Both of the suggestions you've received thus far are excellent ones. If you want almost bulletproof protection (which I personally do, for anything that is commercially published) you can formally register copyright at the U.S. Copyright Office. The procedure is simpler, quicker, and cheaper than one would expect from "the gummint," and you can protect a group of short works with a single form and for a single fee. If you'd like more info, http://www.copyright.gov/
 
CharleyH said:
I am contemplating removing many of my Lit stories to sell and/or make better to post elsewhere. Yet, they have been on Lit for so long that I worry they may have been picked up by someone - somewhere - and Lit is my only proof of publishing. What do you do when you have a Lit story you want to publish, yet its been online for years? How do you deal with copywrite?


Select the ones you wish to remove & sell, then print them off, fill out the forms and copyright them. When your TX form comes back, you are holding the copyright.
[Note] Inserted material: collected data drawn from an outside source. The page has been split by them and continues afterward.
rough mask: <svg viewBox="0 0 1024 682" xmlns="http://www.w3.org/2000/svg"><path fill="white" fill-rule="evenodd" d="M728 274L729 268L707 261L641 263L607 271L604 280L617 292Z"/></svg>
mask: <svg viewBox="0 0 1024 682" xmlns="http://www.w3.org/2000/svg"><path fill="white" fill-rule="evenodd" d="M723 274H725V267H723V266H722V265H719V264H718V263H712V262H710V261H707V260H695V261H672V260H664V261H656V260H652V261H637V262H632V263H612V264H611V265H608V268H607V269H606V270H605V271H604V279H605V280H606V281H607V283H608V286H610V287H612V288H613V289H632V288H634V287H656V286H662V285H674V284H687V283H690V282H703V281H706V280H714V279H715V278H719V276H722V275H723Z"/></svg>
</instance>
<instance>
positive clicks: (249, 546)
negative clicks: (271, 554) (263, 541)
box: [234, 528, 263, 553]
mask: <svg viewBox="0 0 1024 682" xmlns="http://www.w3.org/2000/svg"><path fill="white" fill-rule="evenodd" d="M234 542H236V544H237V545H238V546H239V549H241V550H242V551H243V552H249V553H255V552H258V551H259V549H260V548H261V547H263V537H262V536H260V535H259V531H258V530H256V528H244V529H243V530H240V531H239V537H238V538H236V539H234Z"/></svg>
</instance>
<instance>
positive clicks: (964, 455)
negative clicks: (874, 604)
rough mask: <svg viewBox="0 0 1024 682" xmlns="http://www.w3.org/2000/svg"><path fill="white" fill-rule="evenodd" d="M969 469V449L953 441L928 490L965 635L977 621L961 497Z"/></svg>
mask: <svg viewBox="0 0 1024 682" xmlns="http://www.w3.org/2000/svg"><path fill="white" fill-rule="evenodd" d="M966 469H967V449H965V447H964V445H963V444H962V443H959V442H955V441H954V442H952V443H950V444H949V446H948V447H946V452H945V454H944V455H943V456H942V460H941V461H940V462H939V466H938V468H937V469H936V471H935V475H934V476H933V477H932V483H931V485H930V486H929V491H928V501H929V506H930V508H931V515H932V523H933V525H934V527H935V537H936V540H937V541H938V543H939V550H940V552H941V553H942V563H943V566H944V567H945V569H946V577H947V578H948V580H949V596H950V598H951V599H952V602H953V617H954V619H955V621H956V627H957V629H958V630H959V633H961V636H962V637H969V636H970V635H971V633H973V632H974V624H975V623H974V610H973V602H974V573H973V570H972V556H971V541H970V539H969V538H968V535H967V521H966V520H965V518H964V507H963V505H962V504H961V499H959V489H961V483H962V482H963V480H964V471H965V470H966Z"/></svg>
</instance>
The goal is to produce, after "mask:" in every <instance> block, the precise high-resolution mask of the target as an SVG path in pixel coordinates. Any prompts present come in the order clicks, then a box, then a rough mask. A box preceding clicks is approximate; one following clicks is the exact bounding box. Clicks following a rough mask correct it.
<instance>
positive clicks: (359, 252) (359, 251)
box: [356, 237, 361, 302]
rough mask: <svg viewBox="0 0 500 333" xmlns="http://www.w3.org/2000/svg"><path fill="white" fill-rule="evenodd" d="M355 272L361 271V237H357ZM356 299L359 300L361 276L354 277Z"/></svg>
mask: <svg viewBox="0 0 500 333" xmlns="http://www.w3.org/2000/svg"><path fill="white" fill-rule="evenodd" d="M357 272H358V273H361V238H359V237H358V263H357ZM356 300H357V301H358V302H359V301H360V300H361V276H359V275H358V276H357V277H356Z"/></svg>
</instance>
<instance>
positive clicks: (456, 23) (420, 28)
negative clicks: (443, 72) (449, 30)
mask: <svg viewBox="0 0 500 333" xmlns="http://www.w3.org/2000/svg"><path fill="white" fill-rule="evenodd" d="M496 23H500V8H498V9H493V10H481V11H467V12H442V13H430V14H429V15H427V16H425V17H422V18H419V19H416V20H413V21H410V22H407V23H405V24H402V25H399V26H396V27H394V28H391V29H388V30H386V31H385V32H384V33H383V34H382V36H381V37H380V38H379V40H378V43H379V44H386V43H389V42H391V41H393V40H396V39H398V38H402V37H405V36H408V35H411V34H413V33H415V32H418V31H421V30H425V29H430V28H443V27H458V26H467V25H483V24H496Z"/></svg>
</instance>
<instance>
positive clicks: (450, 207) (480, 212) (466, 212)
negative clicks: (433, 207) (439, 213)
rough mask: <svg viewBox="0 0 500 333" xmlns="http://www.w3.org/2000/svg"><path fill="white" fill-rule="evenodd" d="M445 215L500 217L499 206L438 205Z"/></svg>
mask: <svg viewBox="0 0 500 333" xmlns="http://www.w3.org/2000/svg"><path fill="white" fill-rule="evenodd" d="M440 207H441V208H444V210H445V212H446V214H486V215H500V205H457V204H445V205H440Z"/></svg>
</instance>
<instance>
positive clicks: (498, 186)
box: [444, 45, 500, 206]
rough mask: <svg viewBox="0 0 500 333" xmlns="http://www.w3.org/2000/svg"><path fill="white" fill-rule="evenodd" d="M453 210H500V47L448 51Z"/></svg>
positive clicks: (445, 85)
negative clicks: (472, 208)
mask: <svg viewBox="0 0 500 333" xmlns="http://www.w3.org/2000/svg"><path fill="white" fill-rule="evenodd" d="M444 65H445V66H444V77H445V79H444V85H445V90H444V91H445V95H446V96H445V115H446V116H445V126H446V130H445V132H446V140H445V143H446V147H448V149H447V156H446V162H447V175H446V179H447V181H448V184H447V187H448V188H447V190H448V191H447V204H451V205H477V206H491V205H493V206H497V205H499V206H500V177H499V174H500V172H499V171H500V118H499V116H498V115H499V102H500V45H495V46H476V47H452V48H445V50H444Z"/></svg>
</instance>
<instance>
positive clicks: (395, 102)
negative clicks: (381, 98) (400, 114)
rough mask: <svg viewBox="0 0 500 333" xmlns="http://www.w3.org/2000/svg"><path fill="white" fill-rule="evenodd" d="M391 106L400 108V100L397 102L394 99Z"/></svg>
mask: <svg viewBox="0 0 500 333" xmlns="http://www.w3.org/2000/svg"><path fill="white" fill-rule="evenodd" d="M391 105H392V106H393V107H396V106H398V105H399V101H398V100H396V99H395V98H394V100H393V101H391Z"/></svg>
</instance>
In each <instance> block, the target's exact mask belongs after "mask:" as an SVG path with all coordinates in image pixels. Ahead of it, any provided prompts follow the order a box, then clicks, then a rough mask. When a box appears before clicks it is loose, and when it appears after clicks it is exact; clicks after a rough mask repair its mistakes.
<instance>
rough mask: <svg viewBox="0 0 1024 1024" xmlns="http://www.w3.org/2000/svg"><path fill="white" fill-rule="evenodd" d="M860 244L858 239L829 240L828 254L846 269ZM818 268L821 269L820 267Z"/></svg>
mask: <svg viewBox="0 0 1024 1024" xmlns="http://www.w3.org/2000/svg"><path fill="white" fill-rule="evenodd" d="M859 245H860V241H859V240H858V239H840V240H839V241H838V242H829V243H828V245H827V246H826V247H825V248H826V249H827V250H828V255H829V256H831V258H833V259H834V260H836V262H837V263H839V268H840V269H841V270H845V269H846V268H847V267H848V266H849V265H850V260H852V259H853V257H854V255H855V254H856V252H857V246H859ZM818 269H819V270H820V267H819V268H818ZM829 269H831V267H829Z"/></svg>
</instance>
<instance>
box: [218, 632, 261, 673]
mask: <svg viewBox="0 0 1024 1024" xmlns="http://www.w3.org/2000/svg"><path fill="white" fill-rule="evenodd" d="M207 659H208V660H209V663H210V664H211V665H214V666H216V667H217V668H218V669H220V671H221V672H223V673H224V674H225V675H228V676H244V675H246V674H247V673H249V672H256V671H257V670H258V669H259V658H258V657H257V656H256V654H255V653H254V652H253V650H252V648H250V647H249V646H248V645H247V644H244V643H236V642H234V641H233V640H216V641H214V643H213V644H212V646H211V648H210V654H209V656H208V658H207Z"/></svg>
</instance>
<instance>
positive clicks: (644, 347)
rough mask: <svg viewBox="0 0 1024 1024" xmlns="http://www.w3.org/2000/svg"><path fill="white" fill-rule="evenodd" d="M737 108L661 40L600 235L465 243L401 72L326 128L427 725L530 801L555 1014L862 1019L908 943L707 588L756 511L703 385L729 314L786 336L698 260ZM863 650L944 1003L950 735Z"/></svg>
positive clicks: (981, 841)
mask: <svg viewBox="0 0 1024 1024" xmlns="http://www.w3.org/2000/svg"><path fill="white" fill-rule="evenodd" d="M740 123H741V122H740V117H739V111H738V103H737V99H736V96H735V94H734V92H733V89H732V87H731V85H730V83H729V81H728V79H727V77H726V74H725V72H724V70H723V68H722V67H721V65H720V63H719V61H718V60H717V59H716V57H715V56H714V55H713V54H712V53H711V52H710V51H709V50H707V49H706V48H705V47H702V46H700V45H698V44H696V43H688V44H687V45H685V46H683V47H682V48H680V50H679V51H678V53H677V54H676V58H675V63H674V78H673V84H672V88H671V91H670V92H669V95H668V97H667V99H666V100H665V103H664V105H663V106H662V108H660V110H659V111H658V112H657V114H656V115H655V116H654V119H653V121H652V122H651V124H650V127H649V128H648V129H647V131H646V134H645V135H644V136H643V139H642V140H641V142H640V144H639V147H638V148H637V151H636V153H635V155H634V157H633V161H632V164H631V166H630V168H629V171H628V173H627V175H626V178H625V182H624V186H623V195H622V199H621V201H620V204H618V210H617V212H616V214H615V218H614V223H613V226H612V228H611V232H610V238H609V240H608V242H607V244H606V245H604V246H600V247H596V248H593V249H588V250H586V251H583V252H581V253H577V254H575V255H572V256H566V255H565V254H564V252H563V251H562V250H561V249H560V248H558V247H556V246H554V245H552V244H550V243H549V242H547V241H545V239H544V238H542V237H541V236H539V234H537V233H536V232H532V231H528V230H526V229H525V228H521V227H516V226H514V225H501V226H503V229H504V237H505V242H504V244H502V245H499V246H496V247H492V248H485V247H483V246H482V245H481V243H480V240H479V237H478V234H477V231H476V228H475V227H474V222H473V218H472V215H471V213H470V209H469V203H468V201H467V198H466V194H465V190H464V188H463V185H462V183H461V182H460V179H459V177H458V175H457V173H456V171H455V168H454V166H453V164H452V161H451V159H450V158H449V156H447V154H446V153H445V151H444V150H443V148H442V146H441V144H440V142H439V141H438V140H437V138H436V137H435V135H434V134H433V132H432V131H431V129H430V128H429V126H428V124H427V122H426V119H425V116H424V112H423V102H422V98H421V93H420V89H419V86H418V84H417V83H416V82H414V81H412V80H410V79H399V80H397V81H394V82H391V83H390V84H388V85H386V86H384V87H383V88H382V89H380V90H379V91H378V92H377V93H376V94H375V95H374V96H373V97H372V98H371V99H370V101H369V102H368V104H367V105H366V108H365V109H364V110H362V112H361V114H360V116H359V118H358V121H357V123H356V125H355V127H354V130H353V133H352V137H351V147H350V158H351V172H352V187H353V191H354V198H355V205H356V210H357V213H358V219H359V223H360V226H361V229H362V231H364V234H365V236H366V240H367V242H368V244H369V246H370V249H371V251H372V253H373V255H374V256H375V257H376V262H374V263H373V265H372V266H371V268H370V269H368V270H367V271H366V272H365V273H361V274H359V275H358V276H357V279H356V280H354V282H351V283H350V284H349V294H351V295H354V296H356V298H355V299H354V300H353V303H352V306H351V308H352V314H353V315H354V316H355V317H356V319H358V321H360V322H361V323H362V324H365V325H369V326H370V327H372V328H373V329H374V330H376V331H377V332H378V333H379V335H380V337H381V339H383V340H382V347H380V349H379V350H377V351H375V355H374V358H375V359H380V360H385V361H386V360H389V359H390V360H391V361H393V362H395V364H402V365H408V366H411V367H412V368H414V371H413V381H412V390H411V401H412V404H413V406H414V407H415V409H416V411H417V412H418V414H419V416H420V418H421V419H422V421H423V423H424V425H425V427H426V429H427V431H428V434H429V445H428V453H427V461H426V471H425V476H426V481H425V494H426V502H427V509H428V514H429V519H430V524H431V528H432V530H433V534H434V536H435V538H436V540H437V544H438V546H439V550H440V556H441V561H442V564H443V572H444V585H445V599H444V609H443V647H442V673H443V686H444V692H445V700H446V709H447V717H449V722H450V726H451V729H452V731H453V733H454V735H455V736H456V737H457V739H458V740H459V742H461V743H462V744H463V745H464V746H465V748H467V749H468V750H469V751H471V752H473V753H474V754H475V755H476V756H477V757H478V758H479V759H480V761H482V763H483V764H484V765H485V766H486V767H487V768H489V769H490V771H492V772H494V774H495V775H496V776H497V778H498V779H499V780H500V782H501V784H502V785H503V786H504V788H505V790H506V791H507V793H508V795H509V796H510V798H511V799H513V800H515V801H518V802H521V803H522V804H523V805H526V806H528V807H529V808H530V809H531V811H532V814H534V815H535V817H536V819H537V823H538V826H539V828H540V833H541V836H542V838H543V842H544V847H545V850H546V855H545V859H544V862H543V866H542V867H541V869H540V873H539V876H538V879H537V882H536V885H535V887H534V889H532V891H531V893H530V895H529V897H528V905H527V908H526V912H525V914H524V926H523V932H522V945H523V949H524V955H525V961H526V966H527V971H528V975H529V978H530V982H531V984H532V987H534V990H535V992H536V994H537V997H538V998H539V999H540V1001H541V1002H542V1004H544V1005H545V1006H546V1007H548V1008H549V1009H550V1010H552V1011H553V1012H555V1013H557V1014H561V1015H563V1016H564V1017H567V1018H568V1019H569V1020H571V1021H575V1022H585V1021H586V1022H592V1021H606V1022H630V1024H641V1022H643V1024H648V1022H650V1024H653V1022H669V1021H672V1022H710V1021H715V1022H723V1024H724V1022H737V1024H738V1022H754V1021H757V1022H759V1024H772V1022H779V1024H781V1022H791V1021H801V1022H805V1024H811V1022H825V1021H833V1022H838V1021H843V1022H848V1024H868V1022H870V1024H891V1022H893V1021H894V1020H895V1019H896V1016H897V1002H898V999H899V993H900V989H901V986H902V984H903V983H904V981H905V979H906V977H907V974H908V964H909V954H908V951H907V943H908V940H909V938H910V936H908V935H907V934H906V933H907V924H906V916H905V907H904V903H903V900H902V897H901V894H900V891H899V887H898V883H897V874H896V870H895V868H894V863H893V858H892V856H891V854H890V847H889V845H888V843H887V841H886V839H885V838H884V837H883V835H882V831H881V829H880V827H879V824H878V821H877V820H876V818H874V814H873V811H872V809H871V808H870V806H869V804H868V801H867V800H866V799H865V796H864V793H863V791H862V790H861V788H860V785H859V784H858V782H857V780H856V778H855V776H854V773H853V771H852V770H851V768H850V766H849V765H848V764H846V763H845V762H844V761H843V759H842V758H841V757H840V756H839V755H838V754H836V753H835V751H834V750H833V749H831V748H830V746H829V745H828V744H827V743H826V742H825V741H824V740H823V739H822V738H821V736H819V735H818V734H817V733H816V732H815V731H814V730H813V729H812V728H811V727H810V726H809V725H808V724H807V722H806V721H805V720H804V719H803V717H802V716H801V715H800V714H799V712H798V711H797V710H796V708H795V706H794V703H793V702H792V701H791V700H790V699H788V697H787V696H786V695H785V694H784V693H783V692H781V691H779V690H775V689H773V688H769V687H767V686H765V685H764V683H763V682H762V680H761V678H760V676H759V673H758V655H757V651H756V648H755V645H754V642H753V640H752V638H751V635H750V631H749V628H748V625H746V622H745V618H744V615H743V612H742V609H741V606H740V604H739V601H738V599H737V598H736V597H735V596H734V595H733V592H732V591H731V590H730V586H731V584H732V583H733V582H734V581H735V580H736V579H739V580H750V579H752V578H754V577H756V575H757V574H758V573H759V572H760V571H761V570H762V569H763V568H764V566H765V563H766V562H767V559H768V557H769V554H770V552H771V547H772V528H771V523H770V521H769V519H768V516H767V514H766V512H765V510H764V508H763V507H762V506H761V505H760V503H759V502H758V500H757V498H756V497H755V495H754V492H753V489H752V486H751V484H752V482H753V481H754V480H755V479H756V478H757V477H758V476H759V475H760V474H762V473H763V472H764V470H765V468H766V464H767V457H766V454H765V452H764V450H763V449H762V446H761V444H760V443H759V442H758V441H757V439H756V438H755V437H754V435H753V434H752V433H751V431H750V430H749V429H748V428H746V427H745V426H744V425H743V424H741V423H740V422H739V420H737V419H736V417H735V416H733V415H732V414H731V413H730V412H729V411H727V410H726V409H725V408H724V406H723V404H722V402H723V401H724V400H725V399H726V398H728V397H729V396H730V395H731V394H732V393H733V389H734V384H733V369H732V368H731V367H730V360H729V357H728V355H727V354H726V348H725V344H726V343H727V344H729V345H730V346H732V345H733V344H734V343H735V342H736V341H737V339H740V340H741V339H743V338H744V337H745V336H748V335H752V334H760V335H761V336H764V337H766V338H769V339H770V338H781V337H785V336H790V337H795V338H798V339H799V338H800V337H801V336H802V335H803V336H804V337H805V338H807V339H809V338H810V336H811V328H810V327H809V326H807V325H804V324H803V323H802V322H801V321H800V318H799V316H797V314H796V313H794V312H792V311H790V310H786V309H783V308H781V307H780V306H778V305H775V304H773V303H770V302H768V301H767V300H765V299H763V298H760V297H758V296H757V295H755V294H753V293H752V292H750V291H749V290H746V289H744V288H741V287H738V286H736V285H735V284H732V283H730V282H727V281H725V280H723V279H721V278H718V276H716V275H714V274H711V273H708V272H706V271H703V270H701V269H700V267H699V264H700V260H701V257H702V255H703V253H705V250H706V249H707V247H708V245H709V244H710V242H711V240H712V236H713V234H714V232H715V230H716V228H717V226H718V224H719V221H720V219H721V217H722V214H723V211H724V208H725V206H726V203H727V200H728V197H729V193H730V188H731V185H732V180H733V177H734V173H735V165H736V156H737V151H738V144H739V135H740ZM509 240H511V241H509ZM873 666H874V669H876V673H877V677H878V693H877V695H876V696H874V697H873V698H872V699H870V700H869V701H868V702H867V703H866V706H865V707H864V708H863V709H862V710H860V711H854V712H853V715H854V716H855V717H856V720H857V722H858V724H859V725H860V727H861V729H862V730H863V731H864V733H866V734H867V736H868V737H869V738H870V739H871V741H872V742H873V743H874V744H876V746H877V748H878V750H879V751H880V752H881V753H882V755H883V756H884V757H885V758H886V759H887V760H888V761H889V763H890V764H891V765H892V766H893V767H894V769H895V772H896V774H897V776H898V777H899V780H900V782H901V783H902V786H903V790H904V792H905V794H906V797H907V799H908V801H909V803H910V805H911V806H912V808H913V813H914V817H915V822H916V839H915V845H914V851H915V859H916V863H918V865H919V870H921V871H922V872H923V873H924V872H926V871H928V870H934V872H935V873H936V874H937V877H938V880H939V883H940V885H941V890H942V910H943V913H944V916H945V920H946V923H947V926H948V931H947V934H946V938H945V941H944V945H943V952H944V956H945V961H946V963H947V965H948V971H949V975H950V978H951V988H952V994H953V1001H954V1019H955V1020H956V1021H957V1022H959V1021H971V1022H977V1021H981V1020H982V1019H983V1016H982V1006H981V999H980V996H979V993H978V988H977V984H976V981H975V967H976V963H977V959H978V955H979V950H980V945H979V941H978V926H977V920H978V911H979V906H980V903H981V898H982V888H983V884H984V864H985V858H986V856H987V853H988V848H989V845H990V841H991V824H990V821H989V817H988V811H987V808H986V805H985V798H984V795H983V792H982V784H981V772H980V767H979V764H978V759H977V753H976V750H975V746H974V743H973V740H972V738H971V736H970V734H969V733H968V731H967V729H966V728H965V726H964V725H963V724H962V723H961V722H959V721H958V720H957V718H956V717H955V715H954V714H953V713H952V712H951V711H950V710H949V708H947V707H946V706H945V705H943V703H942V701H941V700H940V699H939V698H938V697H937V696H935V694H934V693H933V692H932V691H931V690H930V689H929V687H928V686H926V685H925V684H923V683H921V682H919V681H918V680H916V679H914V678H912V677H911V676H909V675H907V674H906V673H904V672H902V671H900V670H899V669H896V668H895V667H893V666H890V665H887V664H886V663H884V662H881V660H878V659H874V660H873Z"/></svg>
Alternately, you could ask laurel if she would be willing to give you a verification that the story was published at lit on such and such a date.
 
CopyCarver said:
Both of the suggestions you've received thus far are excellent ones. If you want almost bulletproof protection (which I personally do, for anything that is commercially published) you can formally register copyright at the U.S. Copyright Office. The procedure is simpler, quicker, and cheaper than one would expect from "the gummint," and you can protect a group of short works with a single form and for a single fee. If you'd like more info, http://www.copyright.gov/

Thank you all. I have done the poor mans copywrite for years and thank you all, again, but I do not write in the US and the registrar and copy is jurisdictional, so US intellectual property does not apply to anything outside borders - you should all know this as I.P. never applies to anything international. I will ask Laurel, though. I had not thought of that.